What the New "Pill Mill Bill" Will (and Won't) Do
A couple of Florida pain doctors filed a lawsuit last month challenging the bill's constitutionality. One of the most contested clauses allows the Department of Health to obtain a clinic's patient records without a subpoena if the department and an unspecified "probable cause panel" think the clinic is in violation of the law.
That clause may be challenged in court the first time authorities actually try to seize patient records. Bernard Cassidy, the lawyer filing the suit, says, "My clients have never turned down a legitimate request for records."
If the federal judge does find that or any other section of the law unconstitutional, it's adios to the whole thing: The law lacks a "severability clause," which means that if one part of it can't be enforced, neither can the rest.
Here are some of the other restrictions:
- All privately owned clinics advertising pain-management services must register with the Department of Health (with some exceptions).
- All clinics must be fully owned by a physician or be a licensed "health care clinic." During a meeting of the Pain Management Clinic Task Force on September 24, pain management doctor and Broward County Medical Association board member Sanford Silverman was adamant that clinics should be owned only by doctors. This seems to have been a vital lobbying issue for the state's medical associations.

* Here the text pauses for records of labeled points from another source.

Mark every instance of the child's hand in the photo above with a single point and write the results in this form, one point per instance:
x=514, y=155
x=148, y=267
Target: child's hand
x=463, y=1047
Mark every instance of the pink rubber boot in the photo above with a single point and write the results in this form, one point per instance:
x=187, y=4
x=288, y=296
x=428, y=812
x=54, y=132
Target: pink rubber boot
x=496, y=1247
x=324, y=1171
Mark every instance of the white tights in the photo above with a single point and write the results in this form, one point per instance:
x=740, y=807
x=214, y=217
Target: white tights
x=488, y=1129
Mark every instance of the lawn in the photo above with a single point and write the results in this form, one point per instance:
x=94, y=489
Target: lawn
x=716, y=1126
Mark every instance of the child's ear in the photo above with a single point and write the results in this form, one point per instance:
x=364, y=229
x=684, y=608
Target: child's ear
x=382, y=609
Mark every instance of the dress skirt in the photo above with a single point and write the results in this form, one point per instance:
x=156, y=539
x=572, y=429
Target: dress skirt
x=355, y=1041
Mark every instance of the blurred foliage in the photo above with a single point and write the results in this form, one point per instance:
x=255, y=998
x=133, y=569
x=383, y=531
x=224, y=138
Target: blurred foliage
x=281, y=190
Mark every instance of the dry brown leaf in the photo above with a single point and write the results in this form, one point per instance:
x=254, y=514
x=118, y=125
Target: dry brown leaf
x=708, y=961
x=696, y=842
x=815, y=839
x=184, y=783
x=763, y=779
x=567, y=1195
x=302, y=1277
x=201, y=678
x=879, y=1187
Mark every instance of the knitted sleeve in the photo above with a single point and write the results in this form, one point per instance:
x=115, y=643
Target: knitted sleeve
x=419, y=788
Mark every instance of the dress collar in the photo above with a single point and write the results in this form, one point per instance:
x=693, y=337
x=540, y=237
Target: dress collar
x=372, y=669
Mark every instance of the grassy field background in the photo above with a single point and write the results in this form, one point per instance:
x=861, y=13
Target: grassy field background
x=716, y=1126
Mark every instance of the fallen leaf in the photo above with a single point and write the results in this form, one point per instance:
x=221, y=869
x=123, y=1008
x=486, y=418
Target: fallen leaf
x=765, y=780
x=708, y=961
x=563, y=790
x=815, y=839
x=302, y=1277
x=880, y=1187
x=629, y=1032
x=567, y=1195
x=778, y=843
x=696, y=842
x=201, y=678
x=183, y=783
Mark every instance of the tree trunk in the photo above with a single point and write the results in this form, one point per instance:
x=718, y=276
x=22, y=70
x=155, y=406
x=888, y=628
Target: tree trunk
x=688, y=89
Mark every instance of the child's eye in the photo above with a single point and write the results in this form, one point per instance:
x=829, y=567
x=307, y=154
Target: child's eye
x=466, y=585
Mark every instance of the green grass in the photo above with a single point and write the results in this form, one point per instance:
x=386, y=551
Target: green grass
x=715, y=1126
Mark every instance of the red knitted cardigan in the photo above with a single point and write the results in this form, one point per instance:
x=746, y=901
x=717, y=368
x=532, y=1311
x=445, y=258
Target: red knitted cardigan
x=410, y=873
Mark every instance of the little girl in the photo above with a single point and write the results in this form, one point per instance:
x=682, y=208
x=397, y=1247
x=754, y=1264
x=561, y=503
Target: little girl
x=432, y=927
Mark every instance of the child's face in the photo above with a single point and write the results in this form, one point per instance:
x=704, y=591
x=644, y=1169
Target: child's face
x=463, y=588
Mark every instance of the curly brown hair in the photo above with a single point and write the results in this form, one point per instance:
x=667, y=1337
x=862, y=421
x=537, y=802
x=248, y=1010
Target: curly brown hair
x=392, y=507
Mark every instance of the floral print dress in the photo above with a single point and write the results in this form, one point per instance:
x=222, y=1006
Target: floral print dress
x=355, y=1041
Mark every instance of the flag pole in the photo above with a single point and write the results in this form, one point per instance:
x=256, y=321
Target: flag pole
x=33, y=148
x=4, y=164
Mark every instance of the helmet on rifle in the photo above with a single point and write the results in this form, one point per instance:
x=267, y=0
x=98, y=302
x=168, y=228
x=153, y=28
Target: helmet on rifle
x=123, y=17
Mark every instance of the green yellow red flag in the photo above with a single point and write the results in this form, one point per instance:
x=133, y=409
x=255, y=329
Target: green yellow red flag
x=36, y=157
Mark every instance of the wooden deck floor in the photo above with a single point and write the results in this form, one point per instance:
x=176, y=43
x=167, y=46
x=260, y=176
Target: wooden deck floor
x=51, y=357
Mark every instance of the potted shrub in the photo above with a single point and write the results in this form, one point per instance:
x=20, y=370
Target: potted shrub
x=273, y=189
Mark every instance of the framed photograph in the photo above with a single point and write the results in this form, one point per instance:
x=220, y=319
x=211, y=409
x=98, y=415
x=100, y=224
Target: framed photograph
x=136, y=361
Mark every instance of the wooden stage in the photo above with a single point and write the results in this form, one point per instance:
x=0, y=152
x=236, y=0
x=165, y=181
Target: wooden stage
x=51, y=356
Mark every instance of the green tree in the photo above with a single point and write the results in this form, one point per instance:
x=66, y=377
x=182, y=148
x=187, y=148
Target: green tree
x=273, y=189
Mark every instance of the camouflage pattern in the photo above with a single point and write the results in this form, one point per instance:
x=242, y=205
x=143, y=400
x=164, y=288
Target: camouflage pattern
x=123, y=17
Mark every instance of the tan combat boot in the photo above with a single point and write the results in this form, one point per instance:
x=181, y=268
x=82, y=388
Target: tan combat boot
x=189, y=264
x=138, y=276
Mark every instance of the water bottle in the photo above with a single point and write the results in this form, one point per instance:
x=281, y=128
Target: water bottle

- A doctor must examine a patient on the same day that he dispenses or prescribes pain medication and cannot dispense more than a 72-hour dose for patients paying by cash, check, or credit card (not insurance). When prescribing for longer periods, the doctor must note the reason in the patient's records.
- The Department of Health will inspect clinics and review patient records annually.
- Clinics can get fined up to $5,000 per violation.
"We believe that what really are pill mills are a problem and should be addressed," he says. "But there's still the Fourth Amendment."
Many local governments, including Fort Lauderdale and Broward County, enacted 180-day temporary bans on new pain clinics until this law went into effect. If a judge decides to stop the law's enforcement, municipalities could be left scrambling for a way to stop the out-of-control -- but largely legal -- prescription drug trade.